Le Monde: La refonte du mécanisme permanent de sauvetage est à l'ordre du jour du sommet. Ses moyens doivent-ils être cumulés à ceux du Fonds européen de stabilité financière (FESF)?

Jean-Claude Juncker: Nous ne pouvons pas échapper à ce genre de réflexions. Il nous faut examiner la meilleure façon de renforcer les pare-feu mis en place. La France et l'Allemagne proposent par ailleurs, après nous, de casser la règle de l'unanimité dans les dispositifs de sauvetage. La plupart des pays de la zone euro y sont favorables, d'autres, comme la Finlande, les Pays-Bas et la Slovaquie, sont très sceptiques. C'est une bonne chose de décider que le secteur privé ne sera plus systématiquement associé au sauvetage. La restructuration de la dette grecque doit rester un cas uniqtie.

Le Monde: M. Van Rompuy propose de donner une licence bancaire au FESF, au risque de relancer la bataille sur le rôle de la Banque centrale européenne (BCE)?

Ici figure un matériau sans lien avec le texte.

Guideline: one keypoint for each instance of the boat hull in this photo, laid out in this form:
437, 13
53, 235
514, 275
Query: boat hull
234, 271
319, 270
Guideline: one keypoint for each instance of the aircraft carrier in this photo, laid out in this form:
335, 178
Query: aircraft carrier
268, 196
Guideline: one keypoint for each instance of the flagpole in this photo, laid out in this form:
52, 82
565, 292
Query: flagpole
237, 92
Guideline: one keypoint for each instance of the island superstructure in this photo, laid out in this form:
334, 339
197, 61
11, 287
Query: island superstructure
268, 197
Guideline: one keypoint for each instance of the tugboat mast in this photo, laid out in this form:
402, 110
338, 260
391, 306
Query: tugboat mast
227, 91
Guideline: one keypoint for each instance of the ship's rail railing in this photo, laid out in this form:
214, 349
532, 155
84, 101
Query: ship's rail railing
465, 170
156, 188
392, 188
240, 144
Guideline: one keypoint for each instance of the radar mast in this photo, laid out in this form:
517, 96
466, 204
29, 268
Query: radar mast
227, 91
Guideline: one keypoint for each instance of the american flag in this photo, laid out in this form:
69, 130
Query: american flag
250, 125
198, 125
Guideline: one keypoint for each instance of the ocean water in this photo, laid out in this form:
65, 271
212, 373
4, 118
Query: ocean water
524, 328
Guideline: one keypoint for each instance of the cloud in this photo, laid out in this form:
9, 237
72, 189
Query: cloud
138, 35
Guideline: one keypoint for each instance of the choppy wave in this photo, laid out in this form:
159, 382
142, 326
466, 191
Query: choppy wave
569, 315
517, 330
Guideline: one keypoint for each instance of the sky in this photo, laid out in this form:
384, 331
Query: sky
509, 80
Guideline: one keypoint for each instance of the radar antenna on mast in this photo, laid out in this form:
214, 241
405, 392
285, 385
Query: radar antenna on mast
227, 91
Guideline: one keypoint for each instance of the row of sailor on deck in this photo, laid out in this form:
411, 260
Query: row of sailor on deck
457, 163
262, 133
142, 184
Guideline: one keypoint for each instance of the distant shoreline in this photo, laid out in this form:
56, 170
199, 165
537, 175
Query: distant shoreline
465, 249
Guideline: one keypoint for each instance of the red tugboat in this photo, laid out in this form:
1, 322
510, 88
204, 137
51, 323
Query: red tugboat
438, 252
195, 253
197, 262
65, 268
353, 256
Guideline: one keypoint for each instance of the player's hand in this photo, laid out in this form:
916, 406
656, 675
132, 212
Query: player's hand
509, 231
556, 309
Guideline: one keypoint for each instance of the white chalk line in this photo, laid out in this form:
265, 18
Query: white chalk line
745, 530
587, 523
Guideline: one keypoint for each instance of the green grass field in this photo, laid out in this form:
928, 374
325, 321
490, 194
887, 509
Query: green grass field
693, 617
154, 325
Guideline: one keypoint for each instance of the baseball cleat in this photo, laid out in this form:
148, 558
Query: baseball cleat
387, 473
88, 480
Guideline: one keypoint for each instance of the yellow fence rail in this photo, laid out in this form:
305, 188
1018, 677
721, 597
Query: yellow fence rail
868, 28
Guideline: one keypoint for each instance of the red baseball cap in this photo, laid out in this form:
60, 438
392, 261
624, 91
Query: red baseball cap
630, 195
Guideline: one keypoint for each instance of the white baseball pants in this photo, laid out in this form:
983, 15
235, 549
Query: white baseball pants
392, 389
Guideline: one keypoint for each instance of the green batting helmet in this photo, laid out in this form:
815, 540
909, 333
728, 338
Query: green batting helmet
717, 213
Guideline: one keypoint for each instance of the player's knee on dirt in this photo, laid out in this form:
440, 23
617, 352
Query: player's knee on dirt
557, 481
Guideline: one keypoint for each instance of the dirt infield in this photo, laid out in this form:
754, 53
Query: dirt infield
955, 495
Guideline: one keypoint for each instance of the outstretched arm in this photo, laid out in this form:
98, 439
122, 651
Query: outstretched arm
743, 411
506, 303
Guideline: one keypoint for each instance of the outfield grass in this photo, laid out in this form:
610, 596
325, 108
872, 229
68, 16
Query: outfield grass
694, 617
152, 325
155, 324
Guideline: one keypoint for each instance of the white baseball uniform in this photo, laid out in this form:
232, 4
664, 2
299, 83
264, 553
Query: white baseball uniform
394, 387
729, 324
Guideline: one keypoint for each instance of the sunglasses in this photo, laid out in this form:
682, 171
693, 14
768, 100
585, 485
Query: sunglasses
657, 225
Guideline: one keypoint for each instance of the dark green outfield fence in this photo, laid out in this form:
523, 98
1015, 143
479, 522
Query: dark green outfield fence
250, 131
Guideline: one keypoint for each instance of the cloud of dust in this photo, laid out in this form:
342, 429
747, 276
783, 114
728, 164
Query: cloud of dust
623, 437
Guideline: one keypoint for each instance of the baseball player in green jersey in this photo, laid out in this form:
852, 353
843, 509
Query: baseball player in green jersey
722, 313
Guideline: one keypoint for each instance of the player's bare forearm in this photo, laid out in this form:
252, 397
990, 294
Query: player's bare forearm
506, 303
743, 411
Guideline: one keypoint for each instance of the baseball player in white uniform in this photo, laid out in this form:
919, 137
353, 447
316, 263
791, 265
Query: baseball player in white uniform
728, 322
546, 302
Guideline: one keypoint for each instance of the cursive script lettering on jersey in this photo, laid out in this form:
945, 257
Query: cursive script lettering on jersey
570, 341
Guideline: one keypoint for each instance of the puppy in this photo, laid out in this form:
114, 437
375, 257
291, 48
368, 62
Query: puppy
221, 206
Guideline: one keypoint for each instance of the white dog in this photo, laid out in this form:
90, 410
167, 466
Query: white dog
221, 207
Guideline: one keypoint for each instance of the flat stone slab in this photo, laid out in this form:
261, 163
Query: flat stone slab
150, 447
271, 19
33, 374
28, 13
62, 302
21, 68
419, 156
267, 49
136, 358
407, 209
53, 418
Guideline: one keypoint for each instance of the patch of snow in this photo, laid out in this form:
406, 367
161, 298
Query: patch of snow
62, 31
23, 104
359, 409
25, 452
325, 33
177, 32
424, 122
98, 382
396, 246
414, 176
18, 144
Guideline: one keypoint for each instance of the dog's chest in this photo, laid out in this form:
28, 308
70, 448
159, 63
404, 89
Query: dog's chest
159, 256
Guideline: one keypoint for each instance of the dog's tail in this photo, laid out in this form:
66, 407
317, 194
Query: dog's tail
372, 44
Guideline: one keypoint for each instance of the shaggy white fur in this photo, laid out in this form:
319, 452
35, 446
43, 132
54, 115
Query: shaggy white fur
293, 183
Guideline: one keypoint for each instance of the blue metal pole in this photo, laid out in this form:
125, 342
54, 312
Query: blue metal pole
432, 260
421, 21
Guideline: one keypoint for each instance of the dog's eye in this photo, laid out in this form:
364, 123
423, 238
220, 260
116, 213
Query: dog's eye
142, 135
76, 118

Jean-Claude Juncker: Je ne veux pas préjuger des discussions. La BCE est indépendante, comme l'ont rappelé Mme Merkel et M. Sarkozy. Il serait sage que les chefs d'Etat et de gouvernement n'abordent pas publiquement le sujet. La BCE aura faire ce qu'elle doit faire au fil des circonstances.

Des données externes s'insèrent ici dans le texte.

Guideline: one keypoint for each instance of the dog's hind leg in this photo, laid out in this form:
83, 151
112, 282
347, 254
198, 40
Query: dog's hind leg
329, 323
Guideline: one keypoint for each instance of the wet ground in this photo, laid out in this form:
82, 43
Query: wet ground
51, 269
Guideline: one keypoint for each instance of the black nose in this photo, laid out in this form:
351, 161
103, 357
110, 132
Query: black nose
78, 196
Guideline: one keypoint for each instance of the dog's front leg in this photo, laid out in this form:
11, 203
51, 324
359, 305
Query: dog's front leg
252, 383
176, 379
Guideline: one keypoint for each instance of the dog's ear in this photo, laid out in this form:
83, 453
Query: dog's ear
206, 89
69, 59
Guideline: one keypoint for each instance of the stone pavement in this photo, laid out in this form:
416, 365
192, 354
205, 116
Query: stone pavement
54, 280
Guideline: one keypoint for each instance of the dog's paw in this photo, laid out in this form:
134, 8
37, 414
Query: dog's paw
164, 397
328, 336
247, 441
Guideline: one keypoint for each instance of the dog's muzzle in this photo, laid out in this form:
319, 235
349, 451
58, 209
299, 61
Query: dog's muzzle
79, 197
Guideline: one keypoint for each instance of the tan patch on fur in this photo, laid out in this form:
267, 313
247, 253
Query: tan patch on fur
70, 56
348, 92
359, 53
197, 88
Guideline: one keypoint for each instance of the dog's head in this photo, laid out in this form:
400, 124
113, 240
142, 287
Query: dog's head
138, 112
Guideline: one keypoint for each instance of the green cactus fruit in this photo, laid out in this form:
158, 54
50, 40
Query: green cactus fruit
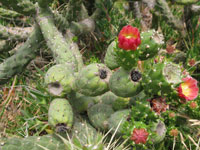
92, 80
50, 142
126, 59
98, 115
59, 79
84, 132
80, 102
108, 98
125, 83
60, 114
117, 119
121, 103
162, 79
110, 58
151, 43
159, 129
141, 111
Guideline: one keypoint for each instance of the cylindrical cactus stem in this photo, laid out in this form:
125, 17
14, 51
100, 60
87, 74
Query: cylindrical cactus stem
17, 62
50, 142
9, 14
121, 79
60, 20
186, 2
14, 33
24, 7
92, 80
84, 26
55, 40
60, 115
195, 9
175, 22
6, 46
98, 115
74, 49
110, 58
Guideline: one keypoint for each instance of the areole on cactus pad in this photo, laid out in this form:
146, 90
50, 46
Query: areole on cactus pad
129, 38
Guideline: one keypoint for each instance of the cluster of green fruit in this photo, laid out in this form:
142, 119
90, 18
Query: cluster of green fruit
106, 91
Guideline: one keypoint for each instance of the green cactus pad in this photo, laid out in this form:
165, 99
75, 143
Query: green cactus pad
125, 83
108, 98
60, 114
93, 80
50, 142
83, 131
151, 43
59, 79
99, 114
159, 129
162, 79
110, 57
80, 102
117, 119
121, 103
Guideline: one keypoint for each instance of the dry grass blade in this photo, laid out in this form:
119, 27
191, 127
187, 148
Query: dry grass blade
182, 141
194, 122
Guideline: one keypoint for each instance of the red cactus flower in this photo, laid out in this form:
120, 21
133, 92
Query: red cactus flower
192, 62
139, 136
193, 105
129, 38
188, 90
174, 132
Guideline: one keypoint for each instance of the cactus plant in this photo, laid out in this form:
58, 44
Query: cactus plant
17, 62
118, 119
162, 79
60, 115
121, 79
99, 114
59, 79
80, 102
92, 80
151, 43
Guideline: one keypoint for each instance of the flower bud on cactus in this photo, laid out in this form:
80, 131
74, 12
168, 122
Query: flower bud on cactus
188, 90
59, 79
139, 135
151, 43
92, 80
60, 114
129, 38
158, 104
125, 83
160, 130
128, 41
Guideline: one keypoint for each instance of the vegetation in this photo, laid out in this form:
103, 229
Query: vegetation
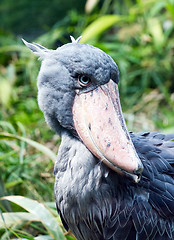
139, 35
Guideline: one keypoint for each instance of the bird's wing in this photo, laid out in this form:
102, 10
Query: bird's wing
156, 151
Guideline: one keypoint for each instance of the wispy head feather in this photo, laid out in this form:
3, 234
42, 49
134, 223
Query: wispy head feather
75, 40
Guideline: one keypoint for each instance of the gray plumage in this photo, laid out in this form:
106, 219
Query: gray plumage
94, 201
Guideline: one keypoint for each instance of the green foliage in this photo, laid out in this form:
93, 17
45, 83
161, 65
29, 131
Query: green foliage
138, 34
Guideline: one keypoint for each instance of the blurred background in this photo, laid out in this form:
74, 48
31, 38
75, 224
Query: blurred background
137, 34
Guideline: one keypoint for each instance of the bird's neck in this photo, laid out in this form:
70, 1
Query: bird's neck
81, 178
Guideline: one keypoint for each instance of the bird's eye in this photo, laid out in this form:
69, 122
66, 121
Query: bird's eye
84, 80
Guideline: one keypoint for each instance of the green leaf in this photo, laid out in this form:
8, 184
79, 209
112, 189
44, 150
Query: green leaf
34, 144
41, 213
100, 25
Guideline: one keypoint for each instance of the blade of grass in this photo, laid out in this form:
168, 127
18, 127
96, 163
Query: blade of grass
100, 25
34, 144
41, 212
8, 219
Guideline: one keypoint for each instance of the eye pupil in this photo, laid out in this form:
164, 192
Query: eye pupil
84, 80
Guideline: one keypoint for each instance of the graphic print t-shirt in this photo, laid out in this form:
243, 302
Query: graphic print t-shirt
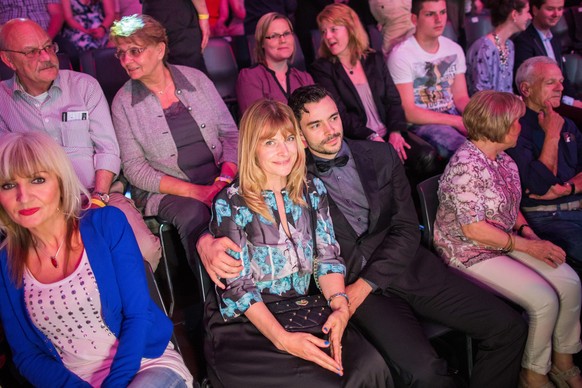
432, 75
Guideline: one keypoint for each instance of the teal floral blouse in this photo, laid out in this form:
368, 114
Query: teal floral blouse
273, 263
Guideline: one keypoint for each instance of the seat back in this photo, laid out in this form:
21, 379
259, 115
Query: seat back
429, 203
223, 71
561, 32
106, 69
375, 37
477, 26
573, 70
298, 58
315, 42
157, 298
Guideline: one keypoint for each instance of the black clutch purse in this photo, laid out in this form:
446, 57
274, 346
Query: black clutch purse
305, 314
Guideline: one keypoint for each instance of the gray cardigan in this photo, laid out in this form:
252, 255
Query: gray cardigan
148, 150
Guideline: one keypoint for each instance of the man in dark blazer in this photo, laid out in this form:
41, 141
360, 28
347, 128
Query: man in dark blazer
391, 279
537, 40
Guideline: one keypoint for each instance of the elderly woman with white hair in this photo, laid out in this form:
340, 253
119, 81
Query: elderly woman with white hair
480, 230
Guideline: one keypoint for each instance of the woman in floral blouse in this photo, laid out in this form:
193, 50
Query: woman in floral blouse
267, 212
480, 230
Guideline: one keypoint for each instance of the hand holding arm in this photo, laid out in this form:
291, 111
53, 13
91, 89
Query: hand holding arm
201, 8
302, 345
399, 144
216, 261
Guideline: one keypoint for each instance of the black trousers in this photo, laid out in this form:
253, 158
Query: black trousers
390, 320
238, 355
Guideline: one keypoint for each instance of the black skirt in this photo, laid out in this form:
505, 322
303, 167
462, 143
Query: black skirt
238, 355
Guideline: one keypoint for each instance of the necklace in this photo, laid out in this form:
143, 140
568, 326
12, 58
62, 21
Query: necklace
52, 258
503, 52
163, 91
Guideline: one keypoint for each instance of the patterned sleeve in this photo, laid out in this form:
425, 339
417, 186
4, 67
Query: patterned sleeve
328, 249
229, 220
462, 188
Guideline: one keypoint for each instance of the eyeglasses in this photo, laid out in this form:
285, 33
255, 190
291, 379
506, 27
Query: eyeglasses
279, 36
51, 48
133, 52
333, 29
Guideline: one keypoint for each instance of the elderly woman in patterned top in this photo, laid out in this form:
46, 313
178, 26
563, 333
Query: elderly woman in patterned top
268, 213
490, 59
480, 230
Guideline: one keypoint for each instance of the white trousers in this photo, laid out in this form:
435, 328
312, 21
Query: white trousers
550, 296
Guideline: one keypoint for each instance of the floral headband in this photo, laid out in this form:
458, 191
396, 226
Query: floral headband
127, 25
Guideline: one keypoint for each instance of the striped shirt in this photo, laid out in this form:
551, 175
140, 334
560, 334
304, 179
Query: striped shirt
74, 112
35, 10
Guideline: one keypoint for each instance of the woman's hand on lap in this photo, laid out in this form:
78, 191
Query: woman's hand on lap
307, 347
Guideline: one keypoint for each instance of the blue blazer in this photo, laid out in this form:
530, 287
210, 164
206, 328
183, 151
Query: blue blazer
132, 316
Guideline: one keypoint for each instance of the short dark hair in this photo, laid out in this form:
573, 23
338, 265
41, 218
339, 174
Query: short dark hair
417, 5
306, 95
536, 3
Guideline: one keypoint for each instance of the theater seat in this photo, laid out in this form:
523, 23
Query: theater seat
477, 26
103, 66
223, 71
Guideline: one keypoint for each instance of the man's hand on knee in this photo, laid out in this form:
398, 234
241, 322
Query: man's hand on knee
216, 261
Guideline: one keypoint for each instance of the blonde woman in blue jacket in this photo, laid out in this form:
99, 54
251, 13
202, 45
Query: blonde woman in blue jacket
74, 301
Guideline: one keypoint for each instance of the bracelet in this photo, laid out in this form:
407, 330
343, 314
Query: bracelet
520, 230
509, 245
224, 178
337, 294
97, 202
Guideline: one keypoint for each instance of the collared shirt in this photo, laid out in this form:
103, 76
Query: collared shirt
35, 10
75, 114
547, 41
536, 178
345, 188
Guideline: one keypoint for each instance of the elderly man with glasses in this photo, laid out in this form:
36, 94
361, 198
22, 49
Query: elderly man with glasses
72, 109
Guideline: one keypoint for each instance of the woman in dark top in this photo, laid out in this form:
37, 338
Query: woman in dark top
357, 77
273, 76
176, 136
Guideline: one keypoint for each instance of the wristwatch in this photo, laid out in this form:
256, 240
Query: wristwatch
104, 197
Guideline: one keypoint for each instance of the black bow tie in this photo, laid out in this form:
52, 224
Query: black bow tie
325, 166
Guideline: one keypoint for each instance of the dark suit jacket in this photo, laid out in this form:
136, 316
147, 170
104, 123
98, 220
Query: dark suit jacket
389, 253
334, 78
528, 44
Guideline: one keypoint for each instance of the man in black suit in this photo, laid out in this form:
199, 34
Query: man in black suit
537, 40
391, 279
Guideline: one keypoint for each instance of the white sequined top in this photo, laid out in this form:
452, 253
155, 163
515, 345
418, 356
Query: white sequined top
68, 312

Le Monde: Les Européens veulent accroître les ressources du Fonds monétaire international (FMI), via leurs banques centrales nationales. Est-ce une bonne idée?

Jean-Claude Juncker: Ce n'est pas une solution miracle. Le FMI ne souhaite pas s'engager en Europe au-delà du tiers des plans de sauvetage, Il ne va pas changer ses règles pour les beaux yeux des Européens. L'essentiel des efforts doit être pris en charge par les pays membres de la zone euro.